ARAB CONQUEST OF EGYPT (639-641)
The Arab conquest of Egypt had immeasurable consequences for the Coptic Church. On the eve of the Arab invasion, Emperor Heraclius appointed Cyrus (known to the Arabs as al-Muqawqas) as both civil and ecclesiastical head. He persecuted the Copts as well as their patriarch, Benjamin, who had to flee to Upper Egypt for 13 years. Thus the Copts had little motivation to support the Byzantine army. However, there is no evidence for their cooperation with the Arabs during the actual invasion between the end of 639 and the capture of the Fortress of Babylon in April 641.
After an armistice of 11 months to evacuate the Byzantine forces and Greek civilians, the great city of Alexandria opened its doors to the Arabs and immediately lost its position as a most important cultural city. Although the Arab army under General ‘Amr ibn al-‘As was much less in number than the Byzantine garrisons, it achieved a relatively rapid expansion in Egypt.

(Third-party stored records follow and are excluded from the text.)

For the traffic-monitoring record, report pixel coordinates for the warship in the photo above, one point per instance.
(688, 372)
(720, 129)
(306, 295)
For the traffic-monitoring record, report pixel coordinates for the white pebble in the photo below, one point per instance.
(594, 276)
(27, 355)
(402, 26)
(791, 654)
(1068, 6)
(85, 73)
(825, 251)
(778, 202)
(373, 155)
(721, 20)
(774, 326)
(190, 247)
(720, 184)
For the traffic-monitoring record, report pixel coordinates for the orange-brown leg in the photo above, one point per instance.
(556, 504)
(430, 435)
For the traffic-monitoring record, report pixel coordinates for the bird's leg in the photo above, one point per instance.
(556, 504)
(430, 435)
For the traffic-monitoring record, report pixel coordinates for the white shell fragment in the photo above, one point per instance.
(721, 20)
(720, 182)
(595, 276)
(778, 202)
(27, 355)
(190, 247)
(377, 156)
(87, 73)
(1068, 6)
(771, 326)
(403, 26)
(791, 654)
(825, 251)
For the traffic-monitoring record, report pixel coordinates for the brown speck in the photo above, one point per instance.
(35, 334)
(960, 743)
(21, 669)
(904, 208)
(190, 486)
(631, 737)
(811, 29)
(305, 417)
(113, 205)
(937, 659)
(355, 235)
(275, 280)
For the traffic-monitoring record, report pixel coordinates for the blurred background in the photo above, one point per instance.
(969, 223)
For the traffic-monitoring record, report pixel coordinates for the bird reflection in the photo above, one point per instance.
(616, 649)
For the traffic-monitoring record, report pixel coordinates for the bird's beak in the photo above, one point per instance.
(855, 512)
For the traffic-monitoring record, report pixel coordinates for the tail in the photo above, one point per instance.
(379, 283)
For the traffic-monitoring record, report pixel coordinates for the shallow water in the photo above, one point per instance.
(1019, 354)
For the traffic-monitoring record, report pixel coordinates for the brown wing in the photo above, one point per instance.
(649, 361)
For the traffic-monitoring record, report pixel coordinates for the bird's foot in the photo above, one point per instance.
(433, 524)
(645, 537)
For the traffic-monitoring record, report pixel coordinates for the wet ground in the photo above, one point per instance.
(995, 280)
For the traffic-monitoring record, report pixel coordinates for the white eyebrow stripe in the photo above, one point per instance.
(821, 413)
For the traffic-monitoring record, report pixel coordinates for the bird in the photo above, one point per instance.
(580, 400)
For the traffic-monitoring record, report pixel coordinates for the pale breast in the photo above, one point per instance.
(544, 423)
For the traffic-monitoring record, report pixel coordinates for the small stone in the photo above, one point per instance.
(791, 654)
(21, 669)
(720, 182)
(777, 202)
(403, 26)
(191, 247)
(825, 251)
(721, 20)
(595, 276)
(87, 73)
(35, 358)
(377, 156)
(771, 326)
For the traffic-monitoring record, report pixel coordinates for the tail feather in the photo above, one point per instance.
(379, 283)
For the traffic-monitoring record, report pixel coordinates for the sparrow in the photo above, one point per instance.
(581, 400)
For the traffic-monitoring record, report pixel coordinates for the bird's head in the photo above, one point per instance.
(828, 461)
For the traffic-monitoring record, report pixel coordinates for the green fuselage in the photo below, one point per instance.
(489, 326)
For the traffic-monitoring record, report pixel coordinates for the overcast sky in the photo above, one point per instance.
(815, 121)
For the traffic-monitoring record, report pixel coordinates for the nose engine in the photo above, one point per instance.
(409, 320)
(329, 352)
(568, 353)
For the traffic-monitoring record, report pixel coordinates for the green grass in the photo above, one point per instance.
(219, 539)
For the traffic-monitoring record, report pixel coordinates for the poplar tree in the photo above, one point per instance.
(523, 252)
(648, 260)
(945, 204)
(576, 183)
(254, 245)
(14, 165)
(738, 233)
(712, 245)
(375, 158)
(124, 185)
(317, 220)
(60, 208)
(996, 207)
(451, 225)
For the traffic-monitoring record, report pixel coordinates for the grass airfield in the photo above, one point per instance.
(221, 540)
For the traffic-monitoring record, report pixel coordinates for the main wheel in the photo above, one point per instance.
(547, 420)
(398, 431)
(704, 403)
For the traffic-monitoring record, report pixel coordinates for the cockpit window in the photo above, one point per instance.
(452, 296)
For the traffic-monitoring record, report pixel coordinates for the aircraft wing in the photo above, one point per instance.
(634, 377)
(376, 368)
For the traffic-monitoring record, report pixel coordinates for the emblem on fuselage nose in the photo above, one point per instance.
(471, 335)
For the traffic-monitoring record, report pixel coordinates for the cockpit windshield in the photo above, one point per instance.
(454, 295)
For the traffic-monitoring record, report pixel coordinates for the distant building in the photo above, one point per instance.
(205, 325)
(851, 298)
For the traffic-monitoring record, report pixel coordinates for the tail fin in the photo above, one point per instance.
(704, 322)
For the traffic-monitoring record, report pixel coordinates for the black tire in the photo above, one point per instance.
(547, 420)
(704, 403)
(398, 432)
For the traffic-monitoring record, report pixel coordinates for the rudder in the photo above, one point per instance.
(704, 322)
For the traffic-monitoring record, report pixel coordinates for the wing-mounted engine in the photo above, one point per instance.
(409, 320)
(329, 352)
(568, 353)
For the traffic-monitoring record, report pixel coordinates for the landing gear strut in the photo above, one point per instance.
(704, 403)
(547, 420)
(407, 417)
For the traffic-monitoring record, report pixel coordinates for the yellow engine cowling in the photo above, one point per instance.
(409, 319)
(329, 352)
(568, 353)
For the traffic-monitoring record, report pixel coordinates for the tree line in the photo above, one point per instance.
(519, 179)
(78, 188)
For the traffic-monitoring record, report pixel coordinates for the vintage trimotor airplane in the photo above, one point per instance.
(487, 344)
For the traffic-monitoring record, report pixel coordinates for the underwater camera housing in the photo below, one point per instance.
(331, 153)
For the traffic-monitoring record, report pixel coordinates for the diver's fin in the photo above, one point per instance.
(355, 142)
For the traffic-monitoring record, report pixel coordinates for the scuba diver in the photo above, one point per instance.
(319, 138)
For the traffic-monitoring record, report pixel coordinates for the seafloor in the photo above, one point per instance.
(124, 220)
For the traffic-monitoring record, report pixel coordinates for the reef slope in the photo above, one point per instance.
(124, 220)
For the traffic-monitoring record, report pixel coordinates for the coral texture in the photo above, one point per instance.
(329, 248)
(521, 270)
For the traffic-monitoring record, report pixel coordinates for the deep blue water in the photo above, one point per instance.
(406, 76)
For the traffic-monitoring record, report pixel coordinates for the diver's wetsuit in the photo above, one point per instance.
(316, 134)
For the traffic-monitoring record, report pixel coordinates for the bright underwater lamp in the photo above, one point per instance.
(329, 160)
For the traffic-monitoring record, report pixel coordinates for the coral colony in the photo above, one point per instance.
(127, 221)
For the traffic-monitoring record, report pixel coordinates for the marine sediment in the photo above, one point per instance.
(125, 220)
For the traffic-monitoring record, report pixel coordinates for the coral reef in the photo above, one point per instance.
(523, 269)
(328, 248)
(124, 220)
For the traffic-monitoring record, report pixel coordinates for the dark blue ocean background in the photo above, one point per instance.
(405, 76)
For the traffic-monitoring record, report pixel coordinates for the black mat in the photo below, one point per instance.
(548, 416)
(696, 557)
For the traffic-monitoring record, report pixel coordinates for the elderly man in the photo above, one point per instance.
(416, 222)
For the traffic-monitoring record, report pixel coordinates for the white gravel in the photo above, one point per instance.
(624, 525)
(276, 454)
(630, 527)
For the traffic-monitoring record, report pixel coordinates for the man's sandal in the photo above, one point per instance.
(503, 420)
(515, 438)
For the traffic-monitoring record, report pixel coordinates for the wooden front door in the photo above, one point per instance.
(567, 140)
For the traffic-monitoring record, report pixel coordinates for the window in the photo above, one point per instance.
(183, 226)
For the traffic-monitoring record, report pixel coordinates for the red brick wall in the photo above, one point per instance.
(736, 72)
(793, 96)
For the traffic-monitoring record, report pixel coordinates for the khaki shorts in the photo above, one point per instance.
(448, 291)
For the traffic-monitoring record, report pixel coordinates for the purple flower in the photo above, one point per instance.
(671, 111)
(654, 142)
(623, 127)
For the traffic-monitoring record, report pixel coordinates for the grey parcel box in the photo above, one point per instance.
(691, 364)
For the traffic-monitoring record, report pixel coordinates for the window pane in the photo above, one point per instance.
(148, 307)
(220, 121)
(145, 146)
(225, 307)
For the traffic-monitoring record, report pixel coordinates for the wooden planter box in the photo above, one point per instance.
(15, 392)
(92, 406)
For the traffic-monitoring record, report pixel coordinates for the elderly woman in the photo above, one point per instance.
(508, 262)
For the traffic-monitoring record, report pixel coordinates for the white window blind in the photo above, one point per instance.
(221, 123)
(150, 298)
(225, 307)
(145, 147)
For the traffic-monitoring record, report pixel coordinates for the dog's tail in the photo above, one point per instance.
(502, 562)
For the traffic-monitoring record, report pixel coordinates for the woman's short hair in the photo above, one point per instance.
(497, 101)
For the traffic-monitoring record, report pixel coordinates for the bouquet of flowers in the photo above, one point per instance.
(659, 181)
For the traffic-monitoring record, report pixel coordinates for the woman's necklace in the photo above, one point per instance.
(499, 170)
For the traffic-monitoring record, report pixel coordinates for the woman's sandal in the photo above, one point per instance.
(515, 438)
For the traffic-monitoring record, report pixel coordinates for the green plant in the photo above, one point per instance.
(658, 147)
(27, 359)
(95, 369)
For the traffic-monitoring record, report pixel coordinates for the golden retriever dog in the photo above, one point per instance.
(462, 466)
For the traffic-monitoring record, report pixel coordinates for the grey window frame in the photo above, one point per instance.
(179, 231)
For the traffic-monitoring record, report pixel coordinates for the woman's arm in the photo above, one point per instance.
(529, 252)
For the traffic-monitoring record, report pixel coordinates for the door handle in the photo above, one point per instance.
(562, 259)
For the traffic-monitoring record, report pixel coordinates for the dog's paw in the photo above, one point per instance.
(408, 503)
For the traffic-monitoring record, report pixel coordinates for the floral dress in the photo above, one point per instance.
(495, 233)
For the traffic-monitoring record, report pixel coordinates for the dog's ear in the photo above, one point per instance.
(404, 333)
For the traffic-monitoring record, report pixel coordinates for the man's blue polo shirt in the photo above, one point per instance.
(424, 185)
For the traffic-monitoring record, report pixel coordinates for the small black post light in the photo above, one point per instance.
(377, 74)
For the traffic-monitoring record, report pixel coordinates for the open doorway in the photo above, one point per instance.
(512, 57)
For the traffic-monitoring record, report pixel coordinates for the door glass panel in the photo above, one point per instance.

By that time, the Byzantine forces in Egypt were ill equipped and trained to operate in the manner of police than as a militia.
The condition for making peace with the countries being invaded by the Arabs was to choose one of three options: paying the poll tax (jizyiah), conversion to Islam, or war. At first the invaders respected the Copts who ran the government for them during the first few decades of occupation. Patriarch Benjamin came back to Alexandria and was able to restore monasteries and churches.
However, like the Romans, the Arabs were interested in the revenues of the country. Copts were considered dhimmis, that is, “protected people,” in return for a payment of the poll tax in addition to the land tax. By 705 the monks had to pay the poll tax for the first time. In the following centuries, more financial burdens were imposed on the Copts. By the late ninth century, the Copts did not represent the majority of Egypt’s population because of a combination of factors that led to their conversion to Islam.